Let x0 of type ι be given.
Let x1 of type ι → ο be given.
Let x2 of type ι → ι be given.
Let x3 of type ι be given.
Let x4 of type ι be given.
Assume H0:
nIn x3 (ReplSep x0 (λ x5 . x1 x5) (λ x5 . x2 x5)).
Assume H3:
not (x3 = x2 x4) ⟶ False.
Claim L4: x3 = x2 x4
Apply unknownprop_b777a79c17f16cd28153af063df26a4626b11c1f1d4394d7f537c11837ab0962 with
x3 = x2 x4.
The subproof is completed by applying H3.

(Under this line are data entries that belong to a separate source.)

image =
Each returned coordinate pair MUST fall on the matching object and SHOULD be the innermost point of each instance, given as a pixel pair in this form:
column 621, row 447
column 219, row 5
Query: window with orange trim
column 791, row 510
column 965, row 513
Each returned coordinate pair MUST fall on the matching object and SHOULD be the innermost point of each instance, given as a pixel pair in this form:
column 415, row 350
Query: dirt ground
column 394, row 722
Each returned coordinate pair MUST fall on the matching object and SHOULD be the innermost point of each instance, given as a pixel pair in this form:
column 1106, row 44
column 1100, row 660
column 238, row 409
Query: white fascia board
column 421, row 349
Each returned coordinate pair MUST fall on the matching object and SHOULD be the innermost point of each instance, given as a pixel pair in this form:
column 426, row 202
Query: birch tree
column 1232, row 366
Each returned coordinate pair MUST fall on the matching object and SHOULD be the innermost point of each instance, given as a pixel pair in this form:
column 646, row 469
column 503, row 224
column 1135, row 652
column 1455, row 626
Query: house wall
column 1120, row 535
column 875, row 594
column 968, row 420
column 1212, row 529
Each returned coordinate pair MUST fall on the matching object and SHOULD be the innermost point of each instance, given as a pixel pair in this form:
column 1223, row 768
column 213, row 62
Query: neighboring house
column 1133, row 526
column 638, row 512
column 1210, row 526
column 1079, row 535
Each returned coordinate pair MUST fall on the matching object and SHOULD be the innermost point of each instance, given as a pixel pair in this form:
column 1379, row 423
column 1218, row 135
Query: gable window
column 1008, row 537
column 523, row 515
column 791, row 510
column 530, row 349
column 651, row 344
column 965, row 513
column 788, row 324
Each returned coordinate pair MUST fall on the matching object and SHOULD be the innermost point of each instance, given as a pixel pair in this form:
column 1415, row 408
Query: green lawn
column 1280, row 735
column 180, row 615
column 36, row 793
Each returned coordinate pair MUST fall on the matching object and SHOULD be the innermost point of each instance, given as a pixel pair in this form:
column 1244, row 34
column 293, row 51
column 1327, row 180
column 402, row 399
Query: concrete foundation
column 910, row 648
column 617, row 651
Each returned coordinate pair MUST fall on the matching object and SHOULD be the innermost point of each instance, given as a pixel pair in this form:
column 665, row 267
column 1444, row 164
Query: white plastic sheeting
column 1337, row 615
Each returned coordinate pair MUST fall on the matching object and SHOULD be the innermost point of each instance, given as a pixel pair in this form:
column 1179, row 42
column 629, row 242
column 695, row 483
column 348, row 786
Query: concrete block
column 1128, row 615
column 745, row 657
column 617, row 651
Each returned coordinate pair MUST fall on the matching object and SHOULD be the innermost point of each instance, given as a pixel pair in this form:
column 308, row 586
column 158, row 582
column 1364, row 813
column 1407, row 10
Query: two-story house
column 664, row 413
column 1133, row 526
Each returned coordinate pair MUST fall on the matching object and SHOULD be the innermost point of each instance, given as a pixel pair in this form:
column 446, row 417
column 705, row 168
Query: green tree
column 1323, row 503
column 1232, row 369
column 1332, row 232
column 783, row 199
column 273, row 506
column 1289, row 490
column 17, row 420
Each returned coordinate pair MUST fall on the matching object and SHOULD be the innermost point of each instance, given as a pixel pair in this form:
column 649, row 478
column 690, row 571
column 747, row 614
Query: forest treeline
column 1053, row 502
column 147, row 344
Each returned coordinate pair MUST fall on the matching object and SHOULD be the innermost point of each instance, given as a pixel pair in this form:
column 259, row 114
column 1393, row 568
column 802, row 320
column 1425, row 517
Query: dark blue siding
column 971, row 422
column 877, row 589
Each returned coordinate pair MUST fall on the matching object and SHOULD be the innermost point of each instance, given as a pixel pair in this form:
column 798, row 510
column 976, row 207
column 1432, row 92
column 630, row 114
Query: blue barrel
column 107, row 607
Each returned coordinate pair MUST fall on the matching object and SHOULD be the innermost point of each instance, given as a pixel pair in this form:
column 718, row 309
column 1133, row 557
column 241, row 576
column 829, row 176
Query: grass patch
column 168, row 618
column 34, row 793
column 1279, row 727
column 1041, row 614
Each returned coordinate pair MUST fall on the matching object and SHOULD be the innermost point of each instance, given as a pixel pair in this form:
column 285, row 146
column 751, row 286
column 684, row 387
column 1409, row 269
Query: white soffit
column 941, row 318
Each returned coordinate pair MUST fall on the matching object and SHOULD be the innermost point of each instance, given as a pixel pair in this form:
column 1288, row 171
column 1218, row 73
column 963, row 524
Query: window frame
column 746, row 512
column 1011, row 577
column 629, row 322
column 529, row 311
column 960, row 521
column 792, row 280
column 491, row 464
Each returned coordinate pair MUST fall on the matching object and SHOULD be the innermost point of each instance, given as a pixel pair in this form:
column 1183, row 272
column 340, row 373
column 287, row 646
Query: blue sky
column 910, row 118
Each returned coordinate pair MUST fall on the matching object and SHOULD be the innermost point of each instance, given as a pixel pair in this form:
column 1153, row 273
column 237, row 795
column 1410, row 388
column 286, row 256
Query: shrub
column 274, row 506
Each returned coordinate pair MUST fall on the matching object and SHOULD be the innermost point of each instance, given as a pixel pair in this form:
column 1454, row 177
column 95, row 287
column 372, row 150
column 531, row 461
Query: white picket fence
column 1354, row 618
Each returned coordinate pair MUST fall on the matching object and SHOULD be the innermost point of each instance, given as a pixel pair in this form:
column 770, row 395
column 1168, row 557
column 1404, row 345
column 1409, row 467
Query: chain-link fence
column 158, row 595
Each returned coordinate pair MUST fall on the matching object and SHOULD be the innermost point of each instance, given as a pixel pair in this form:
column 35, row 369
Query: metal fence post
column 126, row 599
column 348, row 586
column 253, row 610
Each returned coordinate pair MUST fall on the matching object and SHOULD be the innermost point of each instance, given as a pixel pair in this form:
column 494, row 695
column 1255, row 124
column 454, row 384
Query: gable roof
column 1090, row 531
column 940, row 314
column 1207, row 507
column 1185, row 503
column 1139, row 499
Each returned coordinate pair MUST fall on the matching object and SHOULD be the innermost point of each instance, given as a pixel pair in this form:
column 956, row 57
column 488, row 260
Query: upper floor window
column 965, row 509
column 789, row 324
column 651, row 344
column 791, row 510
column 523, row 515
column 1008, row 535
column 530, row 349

Apply unknownprop_8369708f37c0d20e10b6156293f1b207e835dfc563ff7fbfa059bf26c84ddb80 with
x3,
ReplSep x0 (λ x5 . x1 x5) (λ x5 . x2 x5) leaving 2 subgoals.
The subproof is completed by applying H0.
Apply L4 with
λ x5 x6 . In x6 (ReplSep x0 x1 x2).
Apply unknownprop_8d2d2cad5b49b3f5b663b34a4b05b87bd91c0d0340dcf2eab94b6803f88f2fd8 with
x0,
x1,
x2,
x4 leaving 2 subgoals.
Apply unknownprop_75b5762e65badae8f9531d40fddd332ff95b59f608d93c7a55f19f4fa5ef37d5 with
x4,
x0.
The subproof is completed by applying H1.
Apply unknownprop_b777a79c17f16cd28153af063df26a4626b11c1f1d4394d7f537c11837ab0962 with
x1 x4.
The subproof is completed by applying H2.